Shine 2009 – Our Nation Album Review (Cascine / Modular)

Shine 2009′s sophomore LP, Our Nation, is hard to pin down. Through sampling, instrumentation, and lyrics, Mikko Pykäri and Sami Suova, the Finnish duo behind the album, manage to simultaneously evoke spacey lightness and earthly percussiveness, welcomed nostalgia and contemporary immediacy. The effect is strange but infectious. While assimilating us, for example, to the band’s stylistic combination of R&B backing vocals and psych synths is no small feat, Our Nation‘s lyrics and overall cohesiveness may offer something even more lasting.

Shine 2009 - Our Nation Album Review

Shine 2009
Our Nation
Cascine / Modular Recordings (2013)

Shine 2009’s sophomore LP, Our Nation, is hard to pin down. Through sampling, instrumentation, and lyrics, Mikko Pykäri and Sami Suova, the Finnish duo behind the album, manage to simultaneously evoke spacey lightness and earthly percussiveness, welcomed nostalgia and contemporary immediacy. The effect is strange but infectious. While assimilating us, for example, to the band’s stylistic combination of R&B backing vocals and psych synths is no small feat, Our Nation‘s lyrics and overall cohesiveness may offer something even more lasting.

Our Nation‘s opening track, “Eurozone”, features a pattern of instrumentation that continues throughout the album and contributes largely to its unique character. Echoey bells start off the track, to be joined by ambient, voluminous synth lines. This fluid psychedelic film — made up of atmospheric vocals, sitars, and more on succeeding tracks — persists over the rest of the album and hollows out a cavernous place for the LP’s more urban, contemporary, and electronic sounds to inhabit. The range of these more grounded instrumental parts is wide and spans several decades of genres and styles, including everything from clubby beats and early hip hop-loops to indie bass sections and retro pop chord progressions. But always it’s the strange contrast of these sound types that is most interesting—the embedding of an R&B vocal loop, running indie bass line, or ’70s-style glockenspiel part within the album’s atmospheric frame.
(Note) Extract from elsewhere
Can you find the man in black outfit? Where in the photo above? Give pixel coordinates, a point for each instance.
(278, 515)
Pykäri and Suova’s cycling and re-cycling of these musical “flavors” is complex and smartly-achieved, creating an assemblage of sounds that, genre-wise and much like the album’s artwork, is difficult to parse but strangely cohesive amidst its eclecticism. After “Eurozone” establishes the album’s unique sonic position between space and street, Our Nation‘s musical combinations become decreasingly disorienting and increasingly infectious. You come to expect the unexpected, as the intro of each subsequent song reaches your ears in a manner distinctly different from its predecessor. The tinny percussion, breathy backing vocals, and hip in-transit vibe of “No Thanks” give way to the upbeat guitar strumming and R&B loops of “Good Times.” “Love, Love, Love” offers the album’s most anomalous atmosphere– the folky feeling of open plains, as if visited in memory — as well as its musical turning point. And “Running Around”‘s confident lyrics stand out against the track’s stripped down, pulsating form, before the growing synths, psychedelic sitars, and choir-like backing vocals of “Me & U” and “Our Nation” bring the album to a close.

It’s easy enough to collect sounds, but it’s harder to collect them with a purpose. It’s easy enough to do something seemingly bizarre, genre-wise, and to call it experimental, but it’s harder to experiment because you have something to say. Suova’s vocals are clear, casual, and unassuming. From “No Thanks” to “Love, Love, Love” to “Running Around”, the album’s lyrics oscillate between a sense of detachment and confidence. While the album’s instrumentation is eclectic, its sentiment is surprisingly grounded. Our Nation could be written off as simply fun or strange, but it has something significant to offer: a simple, personal story and — depending on your mood — maybe even enlightenment.